Unfortunately about two-thirds of the world's polar bears reside in Canada. Whereas Canada does not see a threat, the U.S. Geologic Survey is warning that melting Arctic sea ice threatens two-thirds of the world's polar bears with extinction by mid-century.
The decision to protect, or not protect, the polar bear has huge policy implications for both countries. Not only does acknowledging the plight of the polar bear formally mean acknowledging the fact of global warming, but it would presumably require governments to do something about curtailing the pollution causing global warming. President George Bush expressly ruled out making such broad policy decisions based on the Endangered Species Act (or the Clean Air Act, for that matter).
More directly, an "endangered" declaration would also curtail development of polar bear habitat in the Arctic by oil and gas companies.
Still, the Bush Administration has been accused of delaying its decision on polar bears long enough to sign new leases covering vast swaths of Arctic lands where polar bears, for now, still roam.

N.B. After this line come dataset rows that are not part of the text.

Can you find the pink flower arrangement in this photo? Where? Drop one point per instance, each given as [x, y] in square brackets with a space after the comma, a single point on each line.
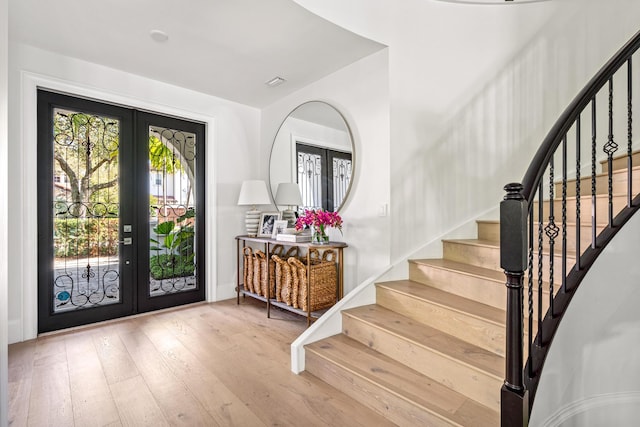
[319, 220]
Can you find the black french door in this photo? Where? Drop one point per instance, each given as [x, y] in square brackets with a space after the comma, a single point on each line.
[120, 211]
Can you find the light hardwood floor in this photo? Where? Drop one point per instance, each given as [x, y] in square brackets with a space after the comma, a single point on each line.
[203, 365]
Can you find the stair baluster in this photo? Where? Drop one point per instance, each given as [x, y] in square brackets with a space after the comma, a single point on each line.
[518, 214]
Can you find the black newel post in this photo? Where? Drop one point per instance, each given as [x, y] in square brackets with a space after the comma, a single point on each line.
[513, 259]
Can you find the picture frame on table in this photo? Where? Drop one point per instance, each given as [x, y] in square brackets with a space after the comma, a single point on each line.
[278, 227]
[267, 223]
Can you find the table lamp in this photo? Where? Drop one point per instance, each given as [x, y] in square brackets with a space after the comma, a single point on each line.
[288, 193]
[253, 192]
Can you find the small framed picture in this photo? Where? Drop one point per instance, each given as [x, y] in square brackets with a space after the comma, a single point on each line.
[267, 223]
[278, 227]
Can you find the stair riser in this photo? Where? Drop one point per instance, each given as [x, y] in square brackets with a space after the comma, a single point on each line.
[489, 257]
[370, 394]
[475, 384]
[480, 332]
[618, 183]
[493, 230]
[484, 291]
[602, 209]
[489, 231]
[476, 288]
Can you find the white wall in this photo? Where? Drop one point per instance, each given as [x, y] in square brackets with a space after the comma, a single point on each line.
[473, 90]
[360, 93]
[590, 377]
[4, 88]
[232, 135]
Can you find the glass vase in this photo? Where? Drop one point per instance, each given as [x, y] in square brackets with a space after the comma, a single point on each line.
[320, 237]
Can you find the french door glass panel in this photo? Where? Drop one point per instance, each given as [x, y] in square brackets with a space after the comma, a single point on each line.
[120, 207]
[323, 176]
[172, 211]
[85, 210]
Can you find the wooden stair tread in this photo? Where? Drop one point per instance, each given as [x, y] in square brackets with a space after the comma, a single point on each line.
[461, 267]
[426, 336]
[402, 381]
[496, 245]
[446, 299]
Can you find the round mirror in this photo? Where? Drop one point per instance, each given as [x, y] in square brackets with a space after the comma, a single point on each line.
[314, 150]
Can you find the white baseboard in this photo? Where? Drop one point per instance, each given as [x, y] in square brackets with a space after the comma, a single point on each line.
[15, 332]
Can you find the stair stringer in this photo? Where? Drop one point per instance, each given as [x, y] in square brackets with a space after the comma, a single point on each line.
[365, 293]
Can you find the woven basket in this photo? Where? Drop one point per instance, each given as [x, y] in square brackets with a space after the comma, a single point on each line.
[259, 273]
[260, 285]
[321, 285]
[247, 282]
[283, 280]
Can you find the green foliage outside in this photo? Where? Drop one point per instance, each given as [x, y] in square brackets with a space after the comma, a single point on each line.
[85, 237]
[165, 266]
[174, 248]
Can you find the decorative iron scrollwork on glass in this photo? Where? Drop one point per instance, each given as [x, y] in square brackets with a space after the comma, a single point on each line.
[85, 210]
[172, 155]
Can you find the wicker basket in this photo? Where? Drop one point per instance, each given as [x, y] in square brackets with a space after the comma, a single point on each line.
[283, 280]
[321, 285]
[247, 282]
[265, 284]
[259, 273]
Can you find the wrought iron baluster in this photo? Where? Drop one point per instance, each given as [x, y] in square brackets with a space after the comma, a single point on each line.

The Conservative anti-environmentalist Harper government in Canada is not expected to make a decision on the polar bear anytime soon. This government is more hostile to conservation than even the Bush administration.
The fight to save the Polar bear is far from over but this decision can be counted as a major battle won.
The Sea Shepherd Conservation Society would like to thank all the Sea Shepherd supporters who wrote, faxed, phoned, e-mailed and supported the listing of the Polar bear as a threatened species under the Endangered Species Act.